Equation Stoichiometry
Worksheet-1
1. When potassium chlorate is heated, it decomposes to potassium chloride and
oxygen gas.
a) Write a balanced molecular equation showing this reaction. Include
phases.
2KClO3(s)  2KCl(s) + 3O2(g)
b) If 0.500 grams of potassium chlorate is decomposed, calculate the moles
of potassium chloride and moles of oxygen gas that will be produced.

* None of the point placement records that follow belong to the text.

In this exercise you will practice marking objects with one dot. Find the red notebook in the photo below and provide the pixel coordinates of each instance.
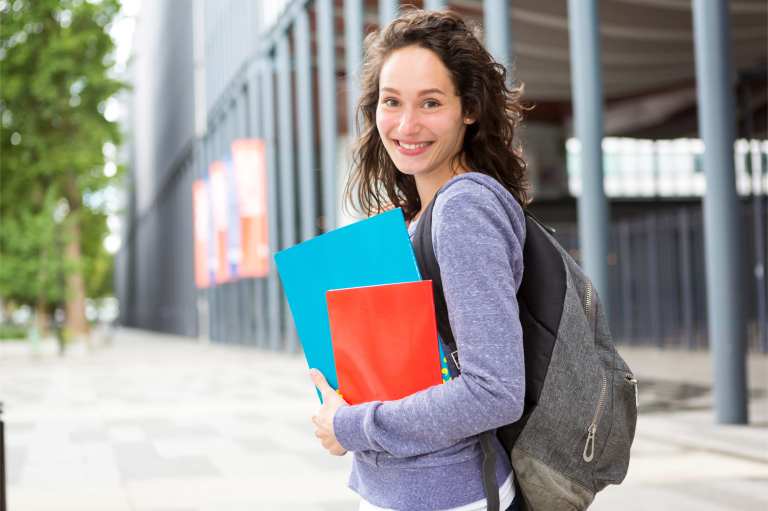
(384, 340)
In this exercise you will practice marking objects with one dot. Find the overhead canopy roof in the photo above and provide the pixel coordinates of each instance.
(647, 55)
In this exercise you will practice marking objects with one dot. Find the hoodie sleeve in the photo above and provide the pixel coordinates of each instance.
(478, 243)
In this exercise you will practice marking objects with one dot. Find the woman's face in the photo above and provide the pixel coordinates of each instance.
(419, 116)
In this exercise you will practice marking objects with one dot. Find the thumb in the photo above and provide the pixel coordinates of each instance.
(320, 382)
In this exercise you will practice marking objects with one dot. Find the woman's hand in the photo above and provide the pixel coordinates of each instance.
(323, 421)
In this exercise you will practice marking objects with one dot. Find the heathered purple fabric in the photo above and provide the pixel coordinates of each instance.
(422, 452)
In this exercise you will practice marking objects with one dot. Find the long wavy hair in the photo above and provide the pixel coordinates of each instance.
(489, 146)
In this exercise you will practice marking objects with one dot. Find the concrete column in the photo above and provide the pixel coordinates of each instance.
(306, 124)
(496, 30)
(268, 126)
(328, 122)
(587, 100)
(353, 45)
(722, 226)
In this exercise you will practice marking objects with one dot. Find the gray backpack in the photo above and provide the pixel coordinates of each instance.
(580, 407)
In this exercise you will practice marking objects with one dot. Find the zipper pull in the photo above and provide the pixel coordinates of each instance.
(631, 379)
(589, 447)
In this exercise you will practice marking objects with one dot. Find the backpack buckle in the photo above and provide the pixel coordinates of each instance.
(455, 358)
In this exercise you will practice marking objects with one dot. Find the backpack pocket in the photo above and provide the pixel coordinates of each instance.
(618, 423)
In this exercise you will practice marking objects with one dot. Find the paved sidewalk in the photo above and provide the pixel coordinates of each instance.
(159, 423)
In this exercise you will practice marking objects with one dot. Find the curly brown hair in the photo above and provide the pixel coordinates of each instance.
(489, 143)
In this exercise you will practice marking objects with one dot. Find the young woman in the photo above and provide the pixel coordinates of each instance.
(439, 121)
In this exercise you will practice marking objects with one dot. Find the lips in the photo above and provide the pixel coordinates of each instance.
(412, 148)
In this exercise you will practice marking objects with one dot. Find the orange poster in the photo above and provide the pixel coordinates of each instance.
(250, 164)
(218, 182)
(200, 217)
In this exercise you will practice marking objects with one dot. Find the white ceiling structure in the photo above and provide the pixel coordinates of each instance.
(646, 45)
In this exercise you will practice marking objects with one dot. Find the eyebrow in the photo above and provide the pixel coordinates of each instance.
(421, 93)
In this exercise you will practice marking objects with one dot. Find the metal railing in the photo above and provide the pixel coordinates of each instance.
(657, 279)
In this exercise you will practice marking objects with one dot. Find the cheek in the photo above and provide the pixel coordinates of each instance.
(384, 123)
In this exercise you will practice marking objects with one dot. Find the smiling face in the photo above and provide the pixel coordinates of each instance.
(419, 115)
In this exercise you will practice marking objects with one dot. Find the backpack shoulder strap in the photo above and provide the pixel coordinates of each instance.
(430, 270)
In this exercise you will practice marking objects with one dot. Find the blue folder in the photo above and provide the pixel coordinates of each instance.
(370, 252)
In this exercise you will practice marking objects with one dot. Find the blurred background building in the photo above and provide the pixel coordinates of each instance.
(208, 73)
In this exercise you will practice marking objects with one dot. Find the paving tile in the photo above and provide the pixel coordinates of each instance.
(141, 461)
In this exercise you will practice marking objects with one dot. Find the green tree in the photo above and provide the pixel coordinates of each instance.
(55, 58)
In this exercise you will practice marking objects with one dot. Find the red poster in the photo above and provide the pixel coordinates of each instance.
(219, 204)
(200, 217)
(250, 165)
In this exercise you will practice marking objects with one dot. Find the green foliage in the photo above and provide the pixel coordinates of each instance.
(55, 57)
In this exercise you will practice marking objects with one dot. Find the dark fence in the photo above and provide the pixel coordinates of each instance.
(658, 282)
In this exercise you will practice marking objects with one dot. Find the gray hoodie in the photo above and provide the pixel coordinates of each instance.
(422, 452)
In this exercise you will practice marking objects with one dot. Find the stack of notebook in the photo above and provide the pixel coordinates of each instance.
(363, 315)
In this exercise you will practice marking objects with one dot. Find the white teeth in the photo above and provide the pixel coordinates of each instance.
(414, 146)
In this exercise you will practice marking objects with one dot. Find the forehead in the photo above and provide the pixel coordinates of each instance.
(412, 69)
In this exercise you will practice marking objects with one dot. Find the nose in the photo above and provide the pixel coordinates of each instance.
(409, 122)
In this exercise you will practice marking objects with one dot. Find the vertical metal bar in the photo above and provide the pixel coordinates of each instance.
(326, 43)
(306, 119)
(268, 110)
(387, 11)
(587, 87)
(244, 285)
(758, 204)
(256, 130)
(353, 40)
(723, 236)
(287, 180)
(686, 276)
(434, 5)
(625, 266)
(213, 291)
(654, 296)
(496, 28)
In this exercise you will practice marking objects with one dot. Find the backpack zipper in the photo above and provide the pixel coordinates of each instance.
(589, 445)
(633, 381)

0.500 g KClO3 x (1 mol KClO3/122.6 g KClO3) x (2 mol KCl/2 mol KClO3) =
0.00408 mol KCl
0.500 g KClO3 x (1 mol KClO3/122.6 g KClO3) x (3 mol O2/2 mol KClO3) =
0.00612 mol O2
c) Calculate the masses of potassium chloride and oxygen gas that will be
produced.
0.00408 mol KCl x (74.6 g KCl/1 mol KCl) = 0.304 g KCl
0.00612 mol O2 x (32.0 g O2/1 mol O2) = 0.196 g O2
Or 0.500 = 0.304 + X, x = 0.196 g O2
2. A 4.25 mole sample of molten aluminum chloride undergoes electrolysis.
a) write a balanced molecular equation showing this reaction
2AlCl3(l)  2Al(s) + 3Cl2(g)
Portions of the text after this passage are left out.